Member of the Minnesota Senate from the 26th District
- In office December 2, 1857 – December 6, 1859
- Governor: Samuel Medary Henry Hastings Sibley

Personal details
- Born: March 4, 1812 Onondaga County, New York, U.S.
- Died: December 6, 1863 (aged 51) Fond du Lac, Minnesota, U.S.

= Reuben B. Carlton =

Minnesota politician (1812–1863)

Reuben B. Carlton (March 4, 1812 – December 6, 1863), also written as R.B. Carlton, was an American politician, farmer, blacksmith, and early settler of Duluth, Minnesota. Carlton is the namesake of Carlton County, Minnesota, the city of Carlton, Minnesota, and Carlton Peak in the Sawtooth Mountains.

== Biography ==
Carlton was born on March 4, 1812, in Onondaga County, New York.

Beginning in 1847 Carlton moved to Minnesota Territory and settled in Fond du Lac, a neighborhood of Duluth, Minnesota. Carlton is credited with being the first settler of Fond du Lac where he lived and worked as a farmer and blacksmith for the Ojibwe. Carlton also worked as the head of lake navigation on the Saint Louis River.

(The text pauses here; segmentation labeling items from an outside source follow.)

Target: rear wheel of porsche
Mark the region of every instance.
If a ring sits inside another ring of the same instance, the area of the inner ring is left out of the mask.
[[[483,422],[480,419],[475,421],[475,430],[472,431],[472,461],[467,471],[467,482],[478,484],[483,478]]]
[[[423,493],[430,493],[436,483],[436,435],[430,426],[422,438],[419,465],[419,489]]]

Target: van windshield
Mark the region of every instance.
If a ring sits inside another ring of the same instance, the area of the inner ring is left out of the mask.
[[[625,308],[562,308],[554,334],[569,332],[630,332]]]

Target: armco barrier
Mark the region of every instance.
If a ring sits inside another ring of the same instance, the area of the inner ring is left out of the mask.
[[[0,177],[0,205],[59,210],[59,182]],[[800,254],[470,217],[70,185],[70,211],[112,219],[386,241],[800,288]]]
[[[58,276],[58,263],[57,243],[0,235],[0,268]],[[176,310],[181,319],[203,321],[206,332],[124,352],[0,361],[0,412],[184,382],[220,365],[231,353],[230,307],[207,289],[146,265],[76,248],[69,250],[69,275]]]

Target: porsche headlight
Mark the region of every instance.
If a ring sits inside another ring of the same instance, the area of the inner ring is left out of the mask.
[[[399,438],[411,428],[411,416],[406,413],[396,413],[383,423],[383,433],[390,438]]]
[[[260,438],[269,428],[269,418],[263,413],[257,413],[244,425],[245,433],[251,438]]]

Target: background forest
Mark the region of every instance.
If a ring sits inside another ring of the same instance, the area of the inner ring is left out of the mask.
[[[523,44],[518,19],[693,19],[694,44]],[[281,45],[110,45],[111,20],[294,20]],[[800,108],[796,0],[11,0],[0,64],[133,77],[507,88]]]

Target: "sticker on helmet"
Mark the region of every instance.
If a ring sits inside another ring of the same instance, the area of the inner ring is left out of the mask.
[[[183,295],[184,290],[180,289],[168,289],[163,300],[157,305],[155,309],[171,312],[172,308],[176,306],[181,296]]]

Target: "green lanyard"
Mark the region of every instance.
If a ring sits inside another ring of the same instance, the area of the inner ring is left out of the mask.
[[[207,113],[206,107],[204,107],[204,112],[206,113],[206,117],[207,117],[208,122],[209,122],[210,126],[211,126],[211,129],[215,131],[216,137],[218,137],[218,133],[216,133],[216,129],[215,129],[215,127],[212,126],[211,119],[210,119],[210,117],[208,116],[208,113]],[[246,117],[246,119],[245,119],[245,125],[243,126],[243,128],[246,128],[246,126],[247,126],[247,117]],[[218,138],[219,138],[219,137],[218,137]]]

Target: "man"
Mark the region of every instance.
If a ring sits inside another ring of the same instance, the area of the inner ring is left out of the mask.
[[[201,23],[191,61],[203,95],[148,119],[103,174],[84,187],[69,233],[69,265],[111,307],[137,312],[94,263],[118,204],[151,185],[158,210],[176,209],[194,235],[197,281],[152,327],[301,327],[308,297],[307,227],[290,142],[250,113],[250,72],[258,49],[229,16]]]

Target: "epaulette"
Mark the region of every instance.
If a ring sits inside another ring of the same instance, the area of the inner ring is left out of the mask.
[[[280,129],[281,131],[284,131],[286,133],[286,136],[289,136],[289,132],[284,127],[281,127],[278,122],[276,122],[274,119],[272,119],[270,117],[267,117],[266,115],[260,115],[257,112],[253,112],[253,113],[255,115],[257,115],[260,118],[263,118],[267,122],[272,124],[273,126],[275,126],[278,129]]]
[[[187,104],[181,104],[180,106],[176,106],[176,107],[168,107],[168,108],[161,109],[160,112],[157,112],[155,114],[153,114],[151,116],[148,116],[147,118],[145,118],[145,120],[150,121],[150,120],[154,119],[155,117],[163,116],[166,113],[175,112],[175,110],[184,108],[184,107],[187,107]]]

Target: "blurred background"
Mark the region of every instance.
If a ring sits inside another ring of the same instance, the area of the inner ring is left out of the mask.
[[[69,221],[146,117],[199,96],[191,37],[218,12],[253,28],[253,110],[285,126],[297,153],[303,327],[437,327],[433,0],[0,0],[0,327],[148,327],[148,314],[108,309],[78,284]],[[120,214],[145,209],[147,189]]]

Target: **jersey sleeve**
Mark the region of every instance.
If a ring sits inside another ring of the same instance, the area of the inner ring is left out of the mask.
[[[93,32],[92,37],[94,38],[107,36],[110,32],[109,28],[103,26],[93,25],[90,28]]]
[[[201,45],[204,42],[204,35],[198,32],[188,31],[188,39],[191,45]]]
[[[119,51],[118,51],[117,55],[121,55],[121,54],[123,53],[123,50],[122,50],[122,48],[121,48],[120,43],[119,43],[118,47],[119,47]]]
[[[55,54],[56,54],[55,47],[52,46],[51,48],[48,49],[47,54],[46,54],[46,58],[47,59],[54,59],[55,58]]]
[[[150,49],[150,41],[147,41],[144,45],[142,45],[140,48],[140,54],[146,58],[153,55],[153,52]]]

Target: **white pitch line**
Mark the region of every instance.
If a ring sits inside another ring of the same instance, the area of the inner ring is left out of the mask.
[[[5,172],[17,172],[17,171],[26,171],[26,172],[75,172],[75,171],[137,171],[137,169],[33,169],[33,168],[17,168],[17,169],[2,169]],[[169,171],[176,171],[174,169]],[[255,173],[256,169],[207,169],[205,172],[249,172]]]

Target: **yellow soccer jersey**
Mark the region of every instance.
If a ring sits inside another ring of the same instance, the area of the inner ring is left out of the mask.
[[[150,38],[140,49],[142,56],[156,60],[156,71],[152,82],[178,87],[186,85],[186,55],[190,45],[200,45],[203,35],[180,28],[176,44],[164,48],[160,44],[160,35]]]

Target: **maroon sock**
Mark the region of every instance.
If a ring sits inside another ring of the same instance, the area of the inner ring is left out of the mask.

Beginning in 1857 Carlton entered Minnesota politics running as a candidate for a seat in the Minnesota Senate representing the 26th senate district which included the counties of Buchanan, Carlton, Itasca, Lake, and St. Louis. Carlton was elected to office on October 13, 1857, and would serve a single term in the 1st Minnesota Legislature from December 2, 1857, to December 6, 1859.^{64} While in the senate Carlton was the chair of the Harbors Committee and the Militia Committee.

Carlton died on December 6, 1863, in Fond du Lac.

== Legacy ==
Several places in the state of Minnesota are named in honor of Carlton including Carlton County, Minnesota, the city of Carlton, Minnesota, and a small summit in the Sawtooth Mountains known as Carlton Peak in Cook County, Minnesota.